Exagon Furtive eGT: Cockpit
Im Innenraum sieht der Exagon Furtive eGT schon sehr seriennah aus. Ab 2012 sollen jährlich etwa 100 bis 120 Exemplare enstehen.

E-Motor und Sound. Gibt´s nicht? Gibt´s wohl!

Doch der Exagon Furtive eGT ist nicht nur schön, sondernauch innovativ.Das Coupé wird nicht nur von einem leistungsstarken Elektromotor angetrieben, es will seine Kunden auch mit entsprechend sportlichem Klang verzaubern. Durch den patentierten „Hopman Sound Transfer“ soll die Vibrationsenergie des Fahrzeugs zu einem ungewöhnlichen Sounderlebnis werden, das den Klang eines Verbrennungsmotors vergessen macht.

Exagon Furtive eGT: Front 2
Der Exagon Furtive eGT wird von zwei Elektromotoren mit einer Gesamtleistung von 2 x 125 kW / 340 PS befeuert. Das maximale Drehmoment des 4,47 Meter langen Hecktrieblers liegt bei 480 Nm.

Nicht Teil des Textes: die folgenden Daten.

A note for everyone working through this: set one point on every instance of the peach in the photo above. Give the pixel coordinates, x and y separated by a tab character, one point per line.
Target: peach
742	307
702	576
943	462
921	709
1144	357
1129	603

Mächtig Power, satte Fahrleistungen

Die Rahmendaten in Sachen Antriebstechnik klingen ebenfalls vielversprechend. Das viersitzige Sportcoupé wird von zwei Elektrotriebwerken mit einer Gesamtleistung von 2 x 125 kW / 340 PS befeuert. Das maximale Drehmoment des 4,47 Meter langen Hecktrieblers liegt bei 480 Nm, die stetig zwischen 0 und 5.000 U/min anliegen. 0 auf 100 km/h schafft der Franzose in 3,5 Sekunden. Die maximale Höchstgeschwindigkeit von 287 km/h wird automatisch auf Tempo 250 heruntergeregelt. Für die entsprechende Energieversorgung sorgt ein Lithium-Ionen-Akku von Siemens mit einer Kapazität von 50 kWh und 700 Volt. Innerhalb von dreieinhalb Stunden lässt sich der Akku bis zu einer Kapazität von 80 Prozent aufladen. Nach Exagon-Informationen soll die Batterie mindestens 3.000 Ladezyklen aushalten, ehe sie ausgetauscht werden muss. Die Kraftübertragung erfolgt über ein automatisiertes Dreigang-Getriebe, das sich über Schaltpaddel am Steuer bedienen lässt.

Exagon Furtive eGT: Innenraum
0 auf 100 km/h in 3,5 Sekunden, 250 km/h Topspeed, 1,6 Tonnen Leergewicht: Der Exagon Furtive eGT geht gut vorwärts, sodass Sportsitze mit genug Seitenhalt von Vorteil sind.

Kleine Stückzahlen zu einem happigen Preis

Die elektrische Reichweite des Exagon Furtive eGT beträgt rund 300 Kilometer, die sich durch den optionalen Range-Extender auf über 800 Kilometer ausweiten lassen. Dafür steht dem Range-Extender ein 25-Liter-Tank zur Verfügung. „Wir planen zunächst 100 bis 120 Fahrzeuge pro Jahr“, so Vertriebs-Chef Eric Mathiot, „der Preis wird bei rund 200.000 Euro liegen.“ Die Resonanz auf dem Pariser Automobilsalon ist sehr ordentlich. Das gibt dem Unternehmen, das seinen Stammsitz unweit der Formel-1-Rennstrecke von Magny Cours hat, zusätzlichen Rückenwind. Damit das Furtive eGT-Konzept nicht zu einer Seifenblase verkommt, ist mächtig investiert worden. Zudem hat Exagon ein paar erfahrene Köpfe aus der Autobranche in die französische Provinz geholt. Die Voraussetzungen scheinen also zu stimmen, dennoch wird sich der Erfolg erst noch zeigen müssen.